The first US release of music by multi-instrumentalist/singer/songwriter Francis Albert Machine is a collection of singles and rarities recorded between 1999 and 2004...but I'd be lying if I said I could tell from listening to it that it wasn't planned as an album. It has the continuity and listenability of an album, rare for a collection of 26 songs recorded over 5 years. Maybe it's the homemade quality of the recording that holds the songs together, but it's mostly how good they are and how much they represent one musician's particular vision. I Love You... songs are first and foremost stripped-down and emotional; these are solitary pop songs with gorgeous melodies and a sublime directness. He sings about love and life and loneliness with a gentle straightforwardness that bores right into you. But the more you listen the more you get a taste for his weird streak, if you didn't already catch wind of it from song titles like "No Good Charming a Broken Snake". From time to time he'll pull you in with heart-baring sentiment, and then you'll realize he's singing about being a vampire or a robot. That doesn't dilute the emotional force of these songs, nothing could. It just means there's an extra level of mystery about it that makes the album all the more compelling.

Li'l Cap'n Travis, ...In All Their Splendor (Glurp)
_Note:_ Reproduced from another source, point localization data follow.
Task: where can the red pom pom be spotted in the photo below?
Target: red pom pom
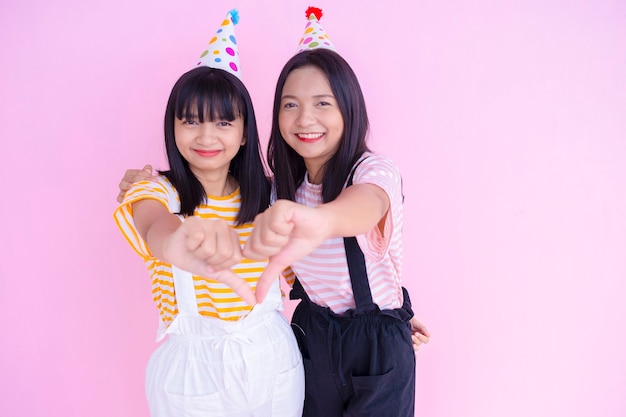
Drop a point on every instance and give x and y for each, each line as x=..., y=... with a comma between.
x=314, y=10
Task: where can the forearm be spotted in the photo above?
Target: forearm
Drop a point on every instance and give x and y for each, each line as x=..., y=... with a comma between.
x=357, y=210
x=155, y=224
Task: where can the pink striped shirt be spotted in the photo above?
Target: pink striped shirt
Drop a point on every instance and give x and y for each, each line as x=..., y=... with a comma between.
x=324, y=273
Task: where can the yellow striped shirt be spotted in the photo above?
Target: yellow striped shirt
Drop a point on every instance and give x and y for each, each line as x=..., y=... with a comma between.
x=214, y=298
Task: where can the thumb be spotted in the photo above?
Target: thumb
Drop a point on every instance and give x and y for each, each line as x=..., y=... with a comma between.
x=271, y=272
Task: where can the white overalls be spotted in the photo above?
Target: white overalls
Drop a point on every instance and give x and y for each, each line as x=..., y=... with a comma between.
x=210, y=367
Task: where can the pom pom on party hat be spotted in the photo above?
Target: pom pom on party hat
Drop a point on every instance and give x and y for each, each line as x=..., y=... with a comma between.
x=222, y=52
x=314, y=35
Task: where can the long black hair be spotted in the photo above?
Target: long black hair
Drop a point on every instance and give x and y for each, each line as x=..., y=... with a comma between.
x=287, y=166
x=214, y=94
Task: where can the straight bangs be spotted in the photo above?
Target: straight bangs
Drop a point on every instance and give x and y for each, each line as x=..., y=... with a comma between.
x=211, y=99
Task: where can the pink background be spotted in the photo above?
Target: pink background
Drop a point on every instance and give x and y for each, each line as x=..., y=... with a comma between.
x=507, y=118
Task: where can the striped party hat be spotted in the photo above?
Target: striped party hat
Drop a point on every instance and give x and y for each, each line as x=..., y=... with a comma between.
x=314, y=35
x=221, y=52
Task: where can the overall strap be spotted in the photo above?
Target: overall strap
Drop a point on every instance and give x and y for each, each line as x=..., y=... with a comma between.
x=185, y=292
x=356, y=266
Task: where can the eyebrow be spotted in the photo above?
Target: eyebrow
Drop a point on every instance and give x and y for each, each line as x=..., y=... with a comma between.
x=315, y=96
...In All Their Splendor, the new album from Texans Li'l Cap'n Travis opens with Christian Braafladt, one of the group's four singers, wondering why even paradise can be lonely ("oh great another beautiful sunset," he wryly sings), to guitars that are equally steeped in Hawaiian sunsets and old Country & Western 45s. That line between basking in the sun and hammering out the country rock blues to a handful of drunkards in an old roadhouse is at the heart of ...In All Their Splendor. They evoke the rock and country pasts of their hometown of Austin, while making you imagine that they spend their nights on the beach dreaming and getting hammered. There's a dose of Crazy Horse in their sound as well, that tendency to zone out with an electric guitar and get you thinking about oceans and deserts. A certain amount of sun-fried melancholy (brighter and less fatalistic than the rain-soaked variation) haunts the album, along with a only occasionally tapped-into sense for the joys of turning the volume up to 11 and rocking the sadness away. Mostly the 15 tracks here feel both like crying into your beer and California dreaming. By the album's end they've gone through heartbreak, yearning, and rock n' roll barnstorming, and have turned their attention to tripping off into the stars, beautifully.